On Thu, Aug 22, 2013 at 11:26 PM, Maciej Trebacz <maciej@bitalo.com> wrote:
> So if you have multiple addresses you can't
> sign them with a single private key and include that signature in the
> transaction so other party can verify it against your public key. This could
> become very handy though - a reputable wallet service could issue
> transactions that require zero confirmations from the other party, because
> with the added signature they know that the transaction is from this
> reputable service and they trust that this service won't try to double
> spend. I'm thinking of something like Mt.Gox's "green address", but baked
> into protocol (Mt.Gox does this by sending your funds to some known by the
> others Bitcoin address and then relaying them to the final destination).
>
> Do you think it's possible/feasible to add a feature like this to the

It's feasible to do such things but I believe highly undesirable.
You're taking data which is inherently only of short term interest to
a single party in the whole world (the receiver) and enlarging the
transaction and increasing the effective transaction fees while
forcing (say) a hundred thousand other parties to spend effort
transmitting it, processing it, and storing it for all time.
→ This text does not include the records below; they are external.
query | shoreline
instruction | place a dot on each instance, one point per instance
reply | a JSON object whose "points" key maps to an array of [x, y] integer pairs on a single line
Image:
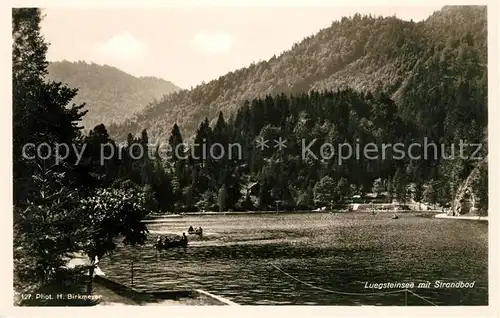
{"points": [[156, 218], [462, 217]]}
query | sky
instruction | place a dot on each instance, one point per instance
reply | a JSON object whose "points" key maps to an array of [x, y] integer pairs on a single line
{"points": [[190, 45]]}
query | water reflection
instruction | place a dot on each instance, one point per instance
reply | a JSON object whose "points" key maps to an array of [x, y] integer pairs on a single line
{"points": [[339, 252]]}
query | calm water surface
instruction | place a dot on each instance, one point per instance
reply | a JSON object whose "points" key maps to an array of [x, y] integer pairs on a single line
{"points": [[328, 252]]}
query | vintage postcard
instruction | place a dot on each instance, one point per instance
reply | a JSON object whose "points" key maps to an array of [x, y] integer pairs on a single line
{"points": [[251, 156]]}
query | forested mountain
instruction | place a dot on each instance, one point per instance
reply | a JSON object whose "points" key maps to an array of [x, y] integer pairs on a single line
{"points": [[363, 80], [363, 52], [110, 94]]}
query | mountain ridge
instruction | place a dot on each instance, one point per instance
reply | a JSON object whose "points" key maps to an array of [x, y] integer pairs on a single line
{"points": [[111, 95], [361, 52]]}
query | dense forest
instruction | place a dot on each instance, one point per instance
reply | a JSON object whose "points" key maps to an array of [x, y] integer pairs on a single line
{"points": [[111, 95], [362, 81]]}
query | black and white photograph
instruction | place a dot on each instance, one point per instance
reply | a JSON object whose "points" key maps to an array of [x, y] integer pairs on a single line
{"points": [[250, 156]]}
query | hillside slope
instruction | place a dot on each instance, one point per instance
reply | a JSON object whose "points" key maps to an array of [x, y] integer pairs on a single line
{"points": [[363, 52], [110, 94]]}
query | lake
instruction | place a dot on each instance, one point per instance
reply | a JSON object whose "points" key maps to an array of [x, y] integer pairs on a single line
{"points": [[314, 259]]}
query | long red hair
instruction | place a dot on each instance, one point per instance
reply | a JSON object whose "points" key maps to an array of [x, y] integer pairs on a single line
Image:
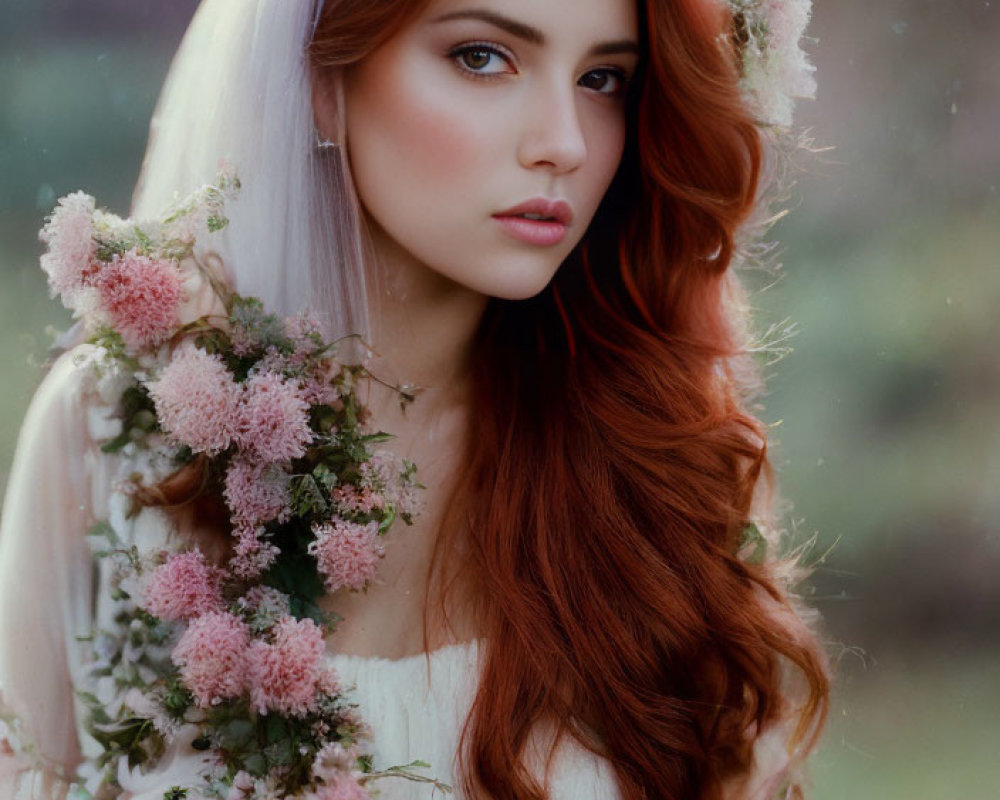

While doing so you also leak to the whole world— who would have
previously had no way or reason to know— who the identity of one of
the parties in the transaction is in a strong cryptographically
non-reputable way... which then lowers the privacy of everyone in the
transaction graph region of that transaction since some coercive force
could send some ninjas out to bust some kneecaps of the identified
party until they tell them where those coins came from and where they
went. If you observe section 10 of Bitcoin.pdf you can see that
privacy in Bitcoin is based _exclusively_ on using pseudonymous
identities on every transaction. If you break that, you remove privacy
from Bitcoin, leaving it at a competitive disadvantage to centeralized
payment systems, which all provide pretty good basic privacy (against
most criminals and nosy neighbors) as a core feature.

Instead: You can simply perform this transaction using the payment
protocol, which could provide along all sorts of additional metadata
including signatures from the relevant parties.  By doing this, only
the parties that need to learn something learn something: privacy is
preserved and bloat is avoided.

If the payment protocol is too heavy handed for you, simply giving the
user a signmessaged txid can show a promise to pay for a transaction
without highly public communication.